Shares in Tesla had risen 420% over the past year while Afterpay had risen 332% over the same period.
He described the market environment as being gripped by a “speculative mania”, especially in the US. This was characterised by the huge volume of initial public offerings, the “incredible” performance of these stocks on their first days of listings and the high level of retail investor activity such as was seen with GameStop.
This type of environment would subsequently be hurt by the factors affecting markets such as rise in interest rates or rising bond yields, particularly speculative stocks.
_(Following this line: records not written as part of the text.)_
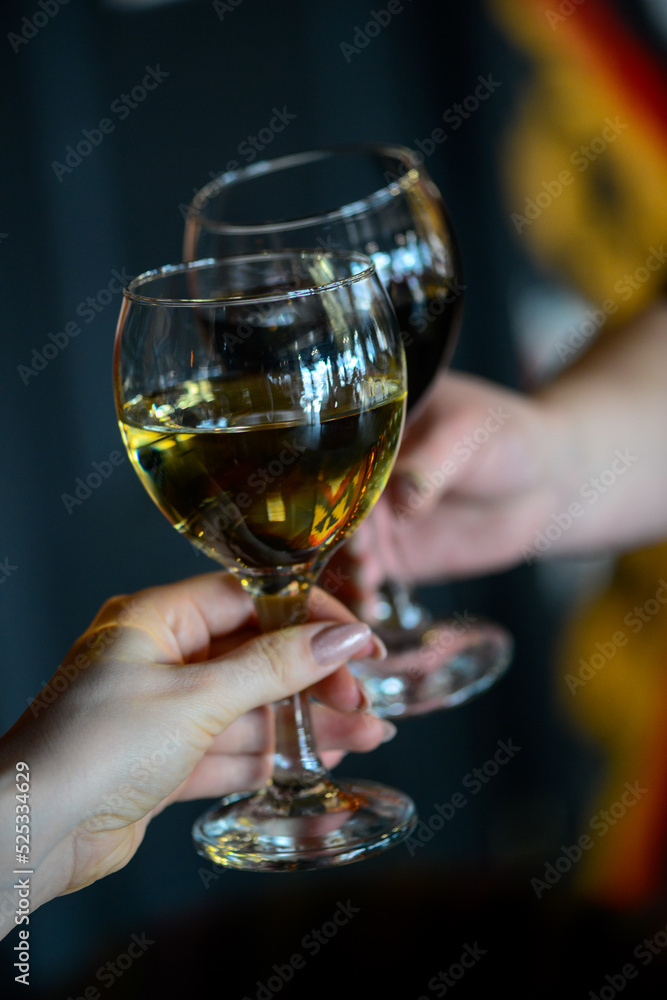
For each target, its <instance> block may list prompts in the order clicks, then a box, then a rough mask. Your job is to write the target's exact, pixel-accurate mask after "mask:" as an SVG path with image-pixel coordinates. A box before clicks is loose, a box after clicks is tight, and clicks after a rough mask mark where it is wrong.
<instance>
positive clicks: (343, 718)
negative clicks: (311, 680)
mask: <svg viewBox="0 0 667 1000" xmlns="http://www.w3.org/2000/svg"><path fill="white" fill-rule="evenodd" d="M311 717H312V723H313V735H314V738H315V744H316V746H317V748H318V750H321V751H324V750H346V751H354V752H362V751H365V750H373V749H375V747H377V746H379V744H380V743H382V742H383V741H384V740H385V739H388V738H390V737H391V736H392V735H393V733H394V731H395V730H394V729H393V727H389V728H387V726H385V725H384V724H383V722H382V720H381V719H379V718H377V716H374V715H372V714H370V713H368V712H339V711H336V710H335V709H333V708H330V707H329V706H327V705H319V704H316V703H313V704H312V705H311ZM274 734H275V728H274V721H273V710H272V709H270V708H266V707H265V708H262V709H258V710H256V711H254V712H249V713H248V714H247V715H244V716H243V717H242V718H241V719H237V721H236V722H234V723H232V725H231V726H229V728H228V729H226V730H225V732H224V733H221V734H220V735H219V736H216V738H215V739H214V740H213V743H212V744H211V747H210V749H209V750H208V751H207V752H208V754H212V755H218V756H223V755H227V756H230V755H231V756H233V755H235V754H236V755H238V756H244V755H246V754H270V753H273V750H274V747H275V743H274V740H275V735H274Z"/></svg>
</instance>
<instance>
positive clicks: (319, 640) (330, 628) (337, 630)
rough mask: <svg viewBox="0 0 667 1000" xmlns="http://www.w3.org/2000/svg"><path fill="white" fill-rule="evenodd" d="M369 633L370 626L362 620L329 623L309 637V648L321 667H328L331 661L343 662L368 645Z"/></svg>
mask: <svg viewBox="0 0 667 1000" xmlns="http://www.w3.org/2000/svg"><path fill="white" fill-rule="evenodd" d="M371 635H372V633H371V630H370V628H369V627H368V625H364V623H363V622H354V623H352V624H350V625H330V626H329V627H328V628H325V629H322V631H321V632H318V633H317V635H315V636H314V637H313V638H312V639H311V642H310V648H311V651H312V654H313V656H314V657H315V659H316V660H317V662H318V663H319V665H320V666H321V667H330V666H331V665H332V664H333V663H345V661H346V660H349V659H350V657H351V656H354V654H355V653H359V652H360V651H361V650H362V649H364V648H365V647H366V646H367V645H368V643H369V640H370V638H371Z"/></svg>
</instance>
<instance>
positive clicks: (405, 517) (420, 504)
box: [392, 406, 511, 523]
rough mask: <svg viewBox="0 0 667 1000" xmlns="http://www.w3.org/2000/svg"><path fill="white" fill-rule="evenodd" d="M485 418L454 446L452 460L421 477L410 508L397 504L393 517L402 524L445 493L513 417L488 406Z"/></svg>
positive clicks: (410, 493) (508, 411)
mask: <svg viewBox="0 0 667 1000" xmlns="http://www.w3.org/2000/svg"><path fill="white" fill-rule="evenodd" d="M486 414H487V415H486V417H485V418H484V420H482V421H481V423H480V424H478V426H477V427H476V428H475V429H474V430H473V431H471V432H470V433H469V434H465V435H464V436H463V437H462V438H460V439H459V440H458V441H457V442H456V443H455V444H454V446H453V448H452V451H451V454H452V457H451V458H447V459H445V461H444V462H443V463H442V465H440V466H439V468H437V469H434V470H433V471H432V472H430V473H427V474H426V475H424V476H422V477H420V481H419V482H418V483H416V484H415V486H414V488H413V489H412V490H411V491H410V495H409V496H408V498H407V504H402V503H394V504H392V510H393V513H394V517H395V518H396V519H397V520H398V521H399V522H401V523H402V522H403V521H405V520H406V518H408V517H410V516H412V514H414V513H415V511H418V510H419V509H420V508H421V507H423V506H424V503H425V501H426V500H428V498H429V497H431V496H433V494H434V493H435V492H436V491H437V490H440V489H442V487H443V486H444V485H445V483H446V482H447V479H449V478H451V477H452V476H455V475H456V474H457V472H458V471H459V469H460V467H461V466H462V465H465V463H466V462H468V461H469V460H470V459H471V458H472V456H473V455H475V454H476V453H477V452H478V451H479V450H480V448H483V447H484V446H485V445H486V444H488V442H489V441H490V440H491V438H492V437H493V435H494V434H496V433H497V432H498V431H499V430H500V428H501V427H503V426H504V425H505V424H506V423H507V421H508V420H509V419H510V417H511V413H510V412H509V411H508V410H505V408H504V407H503V406H488V407H487V409H486Z"/></svg>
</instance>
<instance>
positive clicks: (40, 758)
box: [0, 572, 392, 938]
“As we see this strong economic rebound, the yield on 10-year government bonds will rise, that is the natural outcome,” Clifford said.
“On the one hand, growth is good for companies who will see this reflected in their profits but higher 10-year yields can affect valuations and this is most concerning at the speculative end of the market where valuations are highest. Rising long-term interest rates are a real threat to these speculative companies and it will be a challenging year for investor in those chosen names.
“On the other hand, where valuations are reasonable and earnings are accelerating, higher stock prices are possible. It can be hard to envisage share price rises as the speculative bubble is popped but that is exactly what happened at the end of the tech bubble when old-world companies rallied strongly as tech collapsed.”